We've been trying to come up with a good way to cover up the mirrors or cover up a majority of the wall, but we haven't had too many really good ideas and I haven't been able to find too many places online where I could ask for help and this seemed like a good place.

We just got finished painted the entire condo except for that one wall.

Any ideas would be greatly apprecated!! :yes:


----------



## kimberland30 (Jan 22, 2008)

Are you sure they are glued onto the wall? It looks like there are clips at the top and bottom of each mirror.

I was just watching a show on HGTV last night where they removed a wall of mirrors - but the mirrors took over the entire wall. They put a clear tape over the mirrors and broke them using hammers, and peeled the pieces off the wall (it all stuck together because of the tape). They sanded any rough spots, and put up a textured wallpaper to hide the flaws. Then the wallpaper can be painted to match. 
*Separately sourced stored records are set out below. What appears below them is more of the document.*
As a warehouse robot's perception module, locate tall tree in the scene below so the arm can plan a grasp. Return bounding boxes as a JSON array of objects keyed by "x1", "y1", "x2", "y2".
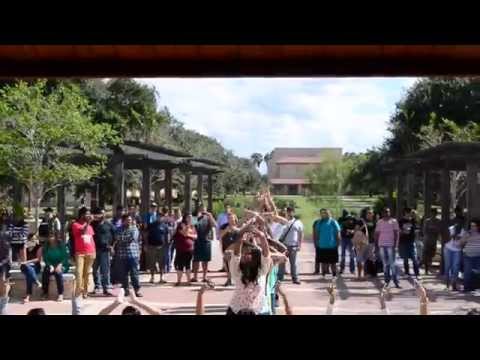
[{"x1": 0, "y1": 81, "x2": 117, "y2": 226}]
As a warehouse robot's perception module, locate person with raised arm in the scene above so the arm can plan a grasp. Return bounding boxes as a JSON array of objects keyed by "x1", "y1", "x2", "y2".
[{"x1": 227, "y1": 217, "x2": 272, "y2": 315}]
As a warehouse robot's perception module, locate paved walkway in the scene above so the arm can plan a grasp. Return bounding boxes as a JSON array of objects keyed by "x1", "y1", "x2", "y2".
[{"x1": 4, "y1": 241, "x2": 480, "y2": 315}]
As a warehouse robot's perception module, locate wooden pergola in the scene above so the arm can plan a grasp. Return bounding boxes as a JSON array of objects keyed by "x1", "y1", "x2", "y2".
[
  {"x1": 387, "y1": 142, "x2": 480, "y2": 223},
  {"x1": 109, "y1": 141, "x2": 222, "y2": 213}
]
Or you can do a faux finish on that wall to take away from any imperfections.


----------



## mandarinmint (Sep 2, 2008)

Wow, they are pretty unsightly, and I agree with Kimberland. . .it might be easier to just remove them, because putting something over it to cover it up is only avoiding the problem and not really addressing it. They do look like they are clipped at the top and bottom, though, what's not to say that they are clipped AND glued to the wall?

The mirrors are quite long and take up a good portion of the space. I would say putting a bookshelf there might do the trick, but I'm assuming that the door next to the mirrors swings inwards towards the wall. . .so that might not be a good idea. Maybe you can do a collage on the wall and incorporate the mirrors into the wall mural!!!


----------



## Nia (Jul 18, 2008)

Maybe your friend can ask the landlord for a credit to remove and texture the wall. If he covers them with something else it will probably look funny because it won't be flush against the wall. I would remove them.

Nia


----------



## Tscarborough (Mar 31, 2006)

I would beat whoever hung them about the head and neck and THEN remove them.


----------



## Sir MixAlot (Apr 4, 2008)

You should have a Pro remove them and repair the wall. Really not that big of a deal at all. Good luck!:thumbsup:


----------